Quotations are an exact duplication of a section of a document, with full citation given to the original source.

  • Use quotations to transcribe someone else's wording in an exact fashion.
  • If you need to edit a quote for clarity, use brackets ([ ]) to for letters or words added and elipses(...) for words removed.
  • Use the same punctuation that appears in the quote.
  • Use quotations to augment or expand upon your own original ideas. Don't use them to replace evidence of your own thought.
  • Don't quote from the same source again and again... this is a red flag to your instructor!
  • Frame your quotations with an introduction and explanation of their relevancy to your ideas.

Example of Paraphrasing and Using Direct Quotations

In his famous and influential work On the Interpretation of Dreams, Sigmund Freud argues that dreams are the "royal road to the unconscious" (page number), expressing in coded imagery the dreamer's unfulfilled wishes through a process known as the "dream work" (page number).
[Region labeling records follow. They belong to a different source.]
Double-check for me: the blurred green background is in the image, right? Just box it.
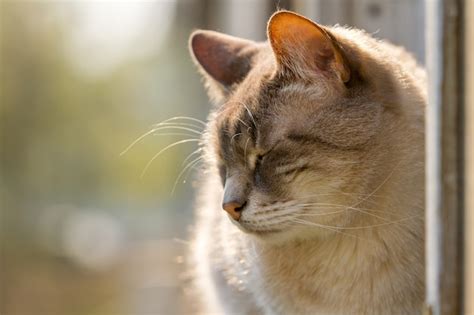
[0,1,209,315]
[0,0,424,315]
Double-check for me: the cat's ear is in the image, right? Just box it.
[267,11,351,83]
[189,30,256,97]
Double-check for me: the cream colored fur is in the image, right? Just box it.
[191,12,426,315]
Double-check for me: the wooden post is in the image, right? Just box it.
[464,1,474,315]
[426,0,464,315]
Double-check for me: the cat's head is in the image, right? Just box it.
[190,11,418,242]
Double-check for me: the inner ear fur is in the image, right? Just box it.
[267,11,351,83]
[189,30,256,88]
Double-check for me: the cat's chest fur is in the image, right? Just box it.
[194,195,423,315]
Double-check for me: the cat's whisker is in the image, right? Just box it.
[120,126,201,156]
[152,122,204,132]
[292,215,420,231]
[291,219,375,242]
[140,139,201,177]
[352,161,402,207]
[171,156,202,195]
[237,118,252,128]
[242,103,258,130]
[181,148,203,166]
[244,138,250,165]
[154,116,206,127]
According to Freud, actual but unacceptable desires are censored internally and subjected to coding through layers of condensation and displacement before emerging in a kind of rebus puzzle in the dream itself (page number).

Example taken from: "Quoting, Paraphrasing, and Summarizing. " Purdue University Online Writing Lab. Purdue University. 20 Feb. 2003. <>.


Some Additional Tips:

As you read the document, make notes of the main points. Then, try to say what the main topic of the essay is.

Pretend you are being asked to summarize the essential elements of the essay for a friend.

Highlight the supporting elements of the essay by paraphrasing them.

If you must use the exact words of the essay, be sure and represent any passages you use as quotations.


****** This concludes the unit material for the course ******


There is no homework assignment for Lesson 7. This allows you to devote time to working on your course project.


The final exam will be multiple choice. The link will be available on the Lesson 9 page on Friday, March 21st from 12:01 AM through 11:29 PM. You may take the exam at any point in that time period. You will find a link to the final exam on the lecture page for the next lesson next Friday. No make-up exams will be offered.

Your course project is also due on Friday, March 21st. You'll find a submission form and instructions for how to upload your course project on the lecture page for next Friday.